Embodiments of the present invention have been set forth in the drawings and the specification and although specific terms are employed, these are used in the generically descriptive sense only and are not used for the purpose of limitation. Changes in the form proportion of parts as well as substitution of equivalents are contemplated as circumstances may suggest or are rendered expedient without departing from the spirit or scope of the invention as further defined in the following claims.

Claims

1. A saline battery, comprising:

a base structure having electrode alloys;

an inter-connective matrix formed between the electrode alloys;

a cathode side and an anode side integrated within the base structure to exhibit a voltage pyramid;

a high amperage output configured to have a low gain in resistance and to have a minimized loss across the inter-connective matrix between the electrode alloys to provide a synergistic gain in excess of entropic losses.

2. The battery of claim 1 further comprising an electrolyte occupying spaces within the inter-connective matrix.

3. The battery of claim 2 wherein the electrolyte comprises a saline solution containing a constituent selected from an amount of potassium hydroxide.

4. The battery of claim 2 wherein the electrolyte comprises an enhanced sea water solution.

5. The battery of claim 1 wherein the base structure comprises a containment system configured of recycled polycarbonate.

6. The battery of claim 1 wherein the electrode alloy comprises a non-corrosive, semi-conductive, ceramic alloy-based electrode.

7. The battery of claim 1 wherein the anode comprises a composition of porous ceramic alloy selected from a group comprising Ca, Ba, Bi, Al, Si, and S plus a modifier alloy.

8. The battery of claim 1 wherein the anode comprises a conductive carbon coated with a constituent selected from Ti, Fe, and S, and a barrier layer comprising Na2O3.

9. The battery of claim 1 wherein the cathode comprises a conductive carbon coated with a constituent selected from Ti, Fe and P, and a barrier layer comprising Na2O3.

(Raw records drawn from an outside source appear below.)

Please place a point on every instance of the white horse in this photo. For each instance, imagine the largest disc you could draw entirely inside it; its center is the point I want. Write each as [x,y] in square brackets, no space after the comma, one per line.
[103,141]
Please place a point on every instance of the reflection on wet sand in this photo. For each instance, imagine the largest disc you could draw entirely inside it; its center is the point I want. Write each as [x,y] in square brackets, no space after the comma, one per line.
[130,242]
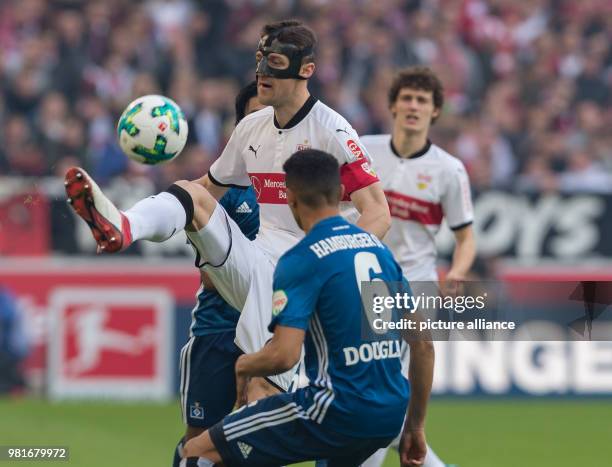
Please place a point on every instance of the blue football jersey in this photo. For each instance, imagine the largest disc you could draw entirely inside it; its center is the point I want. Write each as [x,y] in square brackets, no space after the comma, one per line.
[356,385]
[212,314]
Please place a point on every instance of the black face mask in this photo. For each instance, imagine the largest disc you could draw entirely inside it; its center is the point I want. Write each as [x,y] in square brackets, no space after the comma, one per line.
[271,44]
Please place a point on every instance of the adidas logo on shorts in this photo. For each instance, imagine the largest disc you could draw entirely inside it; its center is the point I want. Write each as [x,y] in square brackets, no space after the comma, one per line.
[243,208]
[245,449]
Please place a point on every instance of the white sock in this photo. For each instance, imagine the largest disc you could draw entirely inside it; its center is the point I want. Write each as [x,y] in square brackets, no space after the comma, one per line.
[377,459]
[156,218]
[432,459]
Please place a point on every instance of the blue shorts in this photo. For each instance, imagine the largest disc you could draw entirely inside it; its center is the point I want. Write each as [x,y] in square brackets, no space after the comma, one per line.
[274,431]
[208,381]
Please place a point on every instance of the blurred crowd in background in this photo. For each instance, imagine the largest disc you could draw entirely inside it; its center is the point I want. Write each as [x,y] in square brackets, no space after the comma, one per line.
[528,83]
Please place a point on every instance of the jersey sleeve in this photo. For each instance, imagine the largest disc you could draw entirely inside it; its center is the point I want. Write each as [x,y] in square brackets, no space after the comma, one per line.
[457,198]
[229,169]
[355,163]
[296,290]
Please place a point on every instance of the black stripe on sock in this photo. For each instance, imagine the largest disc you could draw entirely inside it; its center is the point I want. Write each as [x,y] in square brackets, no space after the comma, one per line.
[185,199]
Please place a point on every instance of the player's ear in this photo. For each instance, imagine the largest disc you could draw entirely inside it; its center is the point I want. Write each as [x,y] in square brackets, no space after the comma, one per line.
[307,70]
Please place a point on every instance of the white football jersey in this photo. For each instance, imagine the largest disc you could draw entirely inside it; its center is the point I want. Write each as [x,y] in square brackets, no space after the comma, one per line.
[421,191]
[258,148]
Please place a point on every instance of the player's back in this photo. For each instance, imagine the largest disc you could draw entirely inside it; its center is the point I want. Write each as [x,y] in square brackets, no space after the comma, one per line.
[353,377]
[258,148]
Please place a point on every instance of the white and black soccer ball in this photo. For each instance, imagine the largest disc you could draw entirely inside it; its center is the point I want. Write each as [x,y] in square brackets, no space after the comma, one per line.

10. The battery of claim 1 wherein the electrode alloys comprise an inkjet-printed electrode composition on a substrate comprising a SIALON tile.

11. A method of fabricating a saline battery, comprising:

providing a base structure having electrode alloys;

forming an inter-connective matrix between the electrode alloys;

integrating a cathode side and an anode side within the base structure to exhibit a voltage pyramid;

configuring a high amperage output to have a low gain in resistance and to have a minimized loss across the inter-connective matrix between the electrode alloys to provide a synergistic gain in excess of entropic losses.

12. The method of claim 11 further comprising filling unoccupied space within the inter-connective matrix with an electrolyte.

13. The method of claim 12 further comprising enhancing the electrolyte with a constituent selected from an amount of potassium hydroxide.

14. The method of claim 11 further comprising forming the electrode alloy out of a non-corrosive, semi-conductive, ceramic alloy-based electrode

15. The method of claim 11 further comprising preparing the anode from a composition of porous ceramic alloy selected from a group comprising Ca, Ba, Bi, Al, Si, and S plus a modifier alloy.

16. The method of claim 11 further comprises coating the anode with a conductive carbon having a constituent selected from Ti, Fe, and S with a barrier layer.

17. The method of claim 11 further comprising coating the cathode with a conductive carbon having a constituent selected from Ti, Fe and P with a barrier layer comprising Na2O3.

18. The method of claim 11 further comprising inkjet printing the electrode alloys onto a substrate comprising a SIALON tile

19. The method of claim 11 further comprising operating the voltage pyramid at a power to weight density of 792 W·hr/Kg or greater.

20. The method of claim 11 further comprising operating at a capacity to weight structure of 9.25 kW·hr per 11.4 Kg or greater.